The third thing to happen to Dillwyn in California was that he contracted Buerger’s disease, which is a disease of the circulatory system with associated neurological symptoms caused, in part in Dillwyn’s case, by having suffered a gas attack during his service in World War I, and the fact that he was a heavy smoker.
In addition to living in California, Dillwyn and Mary Frances lived for a time during the late 1930s in Vevey, Switzerland. It was there that the two wrote a novel together under the pseudonym of “Victoria Berne.” The novel Touch & Go is extraordinarily rare. Only a few copies are known to exist. The locale for the novel is the area around Vevey, in the Swiss Alps, which is the same locale for the third part, “Paulette,” of his anonymous novel My Wives.
Touch & Go while sharing the same scenery as “Paulette” in My Wives reads almost like a Hollywood movie, with Dillwyn’s knack for authentic sounding dialogue and a breezy clear style of narrative recognizable in M. F. K. Fisher’s later writing. One can almost see Marie Dressler playing the part of Emmeline Wentworth, the proprietor of the Pension Belle-Vue, Zeppo Marx as Max Birnbaum, with whom Anne Wilcox, played by Mary Astor, ends up romantically involved. There is the comic trouble making pair Major Wilmot Dumfries, reminding the reader of a blustering bumbling Nigel Bruce, and Mademoiselle Sophia Solas played by the wicked witch of the west Margaret Hamilton. There’s the young woman, Lucy Rizzolio, barely out of her teens and reminding the reader of a young Paulette Goddard, who likes to produce children by different men, where in the rarified air of the Swiss Alps, convinces Anne Wilcox to produce a child by seducing James Pedersen, who is a man Lucy doesn’t realize she’s actually in love with until it is almost too late. The end of the novel tidies up the interaction among all the principle players neatly with happy endings.
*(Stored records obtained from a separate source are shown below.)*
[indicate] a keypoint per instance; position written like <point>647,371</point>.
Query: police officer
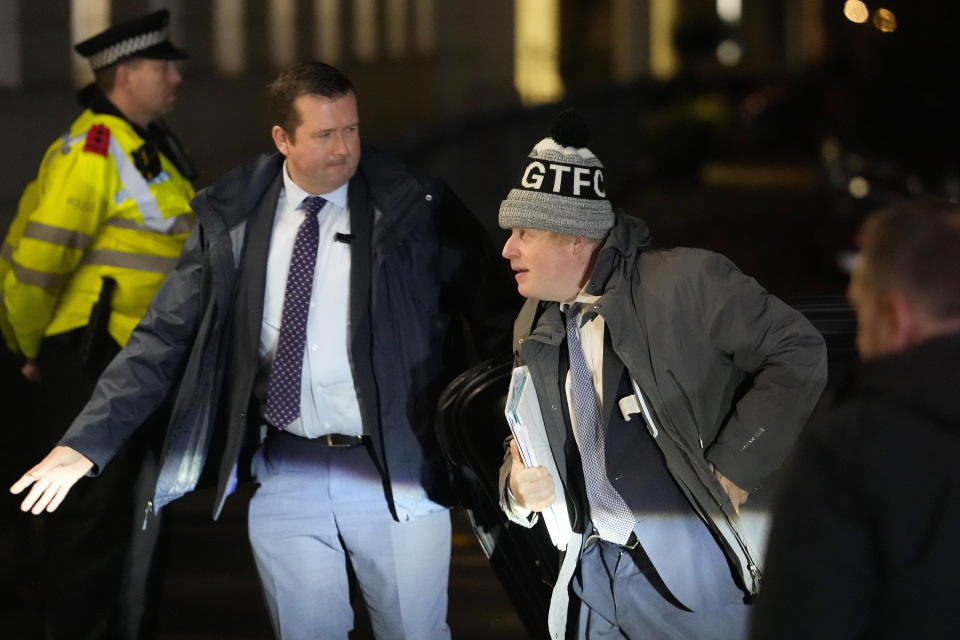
<point>95,236</point>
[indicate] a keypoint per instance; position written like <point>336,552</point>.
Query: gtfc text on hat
<point>144,37</point>
<point>561,186</point>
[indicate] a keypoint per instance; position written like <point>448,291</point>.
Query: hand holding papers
<point>526,422</point>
While in Switzerland the Buerger’s disease was getting worse. An embolism formed in Dillwyn’s leg and began to overtake it. Amputation was the result. His severe pain was treated with a drug called Analgeticum, which Fisher injected as needed. The pair returned to the United States to seek treatment from clinics in a variety of locations, including two operations carried out in Wilmington, Delaware. Because of the increasing pain Dillwyn was suffering, many of the treatments involved pain blockage procedure, including the use of Novocain. Ultimately they returned to California where the Buerger’s disease progress. An account of Dillwyn’s struggle with the disease can be found in M. F. K. Fisher’s book Stay Me, Oh Comfort Me published posthumously in 1993 be Pantheon Books, and well as in her journals and letters. Fisher died in 1992 after a long journalistic career including as the reviewer of cookbooks, as well as fiction and articles on gastronomy for The New Yorker throughout the 1960s and into the 1980s. Facing more amputations and increasing pain, Dillwyn Parrish shot himself, dying on August 6, 1941 in San Jacinto, California.